Are you a clinician who uses an EMR?
Do you spend hours each day hand typing progress notes, entering orders, looking up diagnostic and procedure codes?
And/or do you spend hours each day hassling with insurance companies over prior authorization?
Studies show that physicians spend one-half to two-thirds of their time on such tasks. If you’re lucky, your organization gives you some extra time to do this work. Often, this is in the form of blocked time in your regular schedule. (If you are on a production compensation plan, it’s not actually compensated time, but that is the topic for another blog post.)
Most organizations that provide this “extra time” call it “Admin time”. I don’t know why we accept this label.
Healthcare Administrative Work Definition
According to the Cambridge dictionary, administrative work is defined as “the activities that are done in order to plan, organize and run a business, school or other institution.”

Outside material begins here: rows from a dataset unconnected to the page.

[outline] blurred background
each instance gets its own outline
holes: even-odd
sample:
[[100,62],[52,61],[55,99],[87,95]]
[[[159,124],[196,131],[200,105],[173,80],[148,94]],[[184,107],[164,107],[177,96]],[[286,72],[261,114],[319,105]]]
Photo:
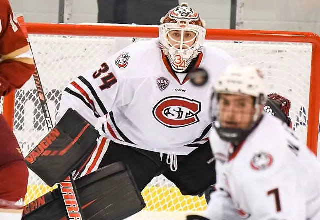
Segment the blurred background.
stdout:
[[[26,22],[159,23],[186,2],[209,28],[310,31],[320,33],[320,0],[9,0]],[[236,11],[235,8],[237,8]],[[230,21],[235,20],[237,25]],[[99,19],[98,19],[99,18]]]

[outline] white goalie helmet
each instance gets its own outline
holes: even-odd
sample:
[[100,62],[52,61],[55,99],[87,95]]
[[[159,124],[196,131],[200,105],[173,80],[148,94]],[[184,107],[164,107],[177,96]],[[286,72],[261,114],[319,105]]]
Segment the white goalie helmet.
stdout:
[[[160,47],[173,70],[183,72],[202,51],[206,34],[204,21],[188,4],[182,3],[161,18],[160,23]],[[190,31],[194,34],[189,37]],[[175,34],[175,37],[171,33]]]
[[[265,79],[259,69],[252,66],[228,67],[214,85],[210,105],[213,126],[220,137],[231,142],[237,142],[243,140],[261,118],[267,99],[267,92]],[[223,120],[227,121],[231,119],[226,118],[226,115],[231,115],[226,114],[226,112],[223,110],[225,107],[220,109],[221,106],[219,106],[219,104],[225,105],[222,104],[223,102],[219,102],[221,94],[244,95],[253,98],[252,112],[250,109],[243,109],[244,111],[240,114],[244,115],[236,114],[238,115],[251,115],[249,118],[251,118],[250,121],[247,121],[247,124],[244,123],[247,126],[244,127],[223,126],[223,124],[225,123],[225,121],[222,123],[222,119],[220,118],[221,114],[223,115]],[[238,113],[240,112],[236,112]],[[245,120],[242,117],[240,118],[240,120]],[[239,123],[244,123],[244,121],[241,121]]]

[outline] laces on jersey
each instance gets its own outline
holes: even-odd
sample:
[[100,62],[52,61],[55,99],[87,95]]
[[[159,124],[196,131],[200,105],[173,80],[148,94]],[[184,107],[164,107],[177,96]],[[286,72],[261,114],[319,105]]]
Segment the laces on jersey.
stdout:
[[[160,153],[160,160],[162,161],[163,154]],[[175,154],[167,155],[167,164],[170,165],[170,169],[171,171],[175,171],[178,169],[178,160],[177,155]]]

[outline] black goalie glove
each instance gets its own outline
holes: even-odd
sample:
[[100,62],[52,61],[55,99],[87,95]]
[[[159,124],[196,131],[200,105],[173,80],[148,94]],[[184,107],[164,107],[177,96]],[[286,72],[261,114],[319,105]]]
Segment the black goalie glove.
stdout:
[[274,115],[292,128],[292,122],[289,117],[290,107],[291,101],[289,99],[276,93],[271,93],[268,95],[264,111]]
[[203,216],[197,215],[189,215],[187,216],[186,220],[210,220],[209,219]]

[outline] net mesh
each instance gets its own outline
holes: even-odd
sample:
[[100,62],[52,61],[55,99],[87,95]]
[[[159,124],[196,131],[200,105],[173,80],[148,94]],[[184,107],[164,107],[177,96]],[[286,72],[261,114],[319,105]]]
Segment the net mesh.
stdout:
[[[131,38],[106,37],[31,35],[29,38],[54,125],[61,91],[67,85],[132,41]],[[293,127],[306,140],[311,44],[212,40],[207,43],[225,49],[240,64],[260,68],[268,80],[269,93],[291,100]],[[25,156],[48,132],[32,78],[16,92],[14,115],[14,133]],[[29,172],[26,203],[50,189]],[[154,178],[142,194],[147,204],[145,213],[162,211],[171,215],[172,212],[201,212],[206,206],[204,197],[182,196],[162,175]],[[154,216],[153,219],[156,219]]]

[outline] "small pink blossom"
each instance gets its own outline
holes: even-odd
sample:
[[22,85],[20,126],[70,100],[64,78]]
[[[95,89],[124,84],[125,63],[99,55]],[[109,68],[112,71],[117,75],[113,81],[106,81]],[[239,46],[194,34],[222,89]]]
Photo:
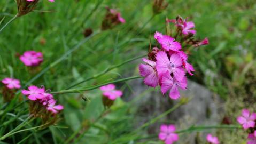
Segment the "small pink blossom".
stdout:
[[42,99],[45,97],[43,95],[44,88],[38,88],[34,85],[29,86],[28,91],[22,90],[21,93],[24,95],[28,95],[28,98],[33,101]]
[[[27,1],[28,1],[28,2],[33,2],[35,0],[27,0]],[[48,0],[49,2],[54,2],[55,0]]]
[[47,110],[52,112],[53,114],[56,114],[59,112],[60,110],[63,110],[64,107],[61,105],[55,105],[56,101],[52,99],[48,101],[47,105]]
[[157,38],[162,48],[167,51],[170,50],[179,51],[181,49],[181,44],[175,41],[175,39],[169,36],[162,35],[162,37],[159,36],[157,37]]
[[178,81],[175,78],[172,78],[168,71],[163,75],[161,83],[162,93],[165,94],[168,90],[170,90],[169,96],[172,99],[179,99],[180,98],[179,88],[185,90],[188,84],[185,77],[184,77],[180,81]]
[[2,82],[9,89],[20,89],[21,87],[20,81],[12,78],[5,78]]
[[247,144],[256,144],[256,136],[255,136],[255,134],[249,133],[247,139]]
[[175,130],[176,127],[174,125],[161,125],[158,135],[159,139],[164,141],[166,144],[172,144],[178,141],[179,135],[175,133]]
[[159,83],[156,62],[144,58],[142,60],[146,63],[146,65],[141,64],[139,66],[139,74],[142,76],[145,77],[144,83],[148,86],[156,87]]
[[158,31],[156,31],[154,35],[154,38],[156,40],[158,41],[159,39],[162,38],[162,34]]
[[158,53],[156,58],[157,59],[156,68],[160,77],[168,71],[170,74],[172,73],[175,79],[178,81],[184,78],[185,72],[182,67],[182,60],[178,54],[172,54],[169,59],[166,52],[160,51]]
[[43,93],[44,98],[40,99],[40,102],[44,106],[46,105],[48,103],[48,101],[53,99],[52,94],[48,93]]
[[113,84],[104,85],[99,88],[103,92],[103,95],[112,100],[115,100],[123,94],[121,91],[116,90],[115,89],[115,86]]
[[35,51],[26,51],[20,57],[20,59],[26,66],[37,66],[43,62],[43,54]]
[[211,144],[219,144],[219,139],[217,137],[213,137],[211,134],[208,134],[206,137],[206,140]]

On the other hand, clerical work is defined by activities such as:
Take and filter calls
File documents
Perform searches and provide information
Answer mail
Take notes during meetings, then write up summaries
Write, lay out and update documents
Physician Clerical Time or Admin Work?
The work clinicians do during “admin time” sounds a lot more like clerical work than administrative work.
If we were to be honest, we would call this time what it is – clerical time. There is nothing wrong with doing clerical work, per se.
However, when organizations expect their clinicians, with the most valuable skillsets and years of training, to do work that people with much less training can do for lower compensation, it hurts both the clinicians and the organization.
Do we call it admin time to make ourselves feel better, as if we are doing the higher-level work of planning, organizing, and running a business that our training and experience is better suited for?
Or do we call it admin time to hide the fact that we are doing low-level data entry work?
Executives in most organizations do administrative work and have clerical staff who do clerical work.
How would it change things for you and your team if you called this time “clerical time” rather than “admin time”?
My hope is that it would help leaders and clinicians alike to:
realize the waste involved in physicians doing work someone with less training can do,
spur them to provide physicians with more help, and
free physicians up to do more of what we do best.
Providing clerical staff to do clerical work would:
Make physicians’ lives more balanced between personal and professional time,
Create the space for more focus, and potentially more productivity, while on the job, and
Ultimately lead to greater satisfaction for, and less turnover of physicians.
What do you think?
Do you have admin time?
Do you really do administrative work during that time?
If not, would it be worth relabeling that time to represent what you are really doing?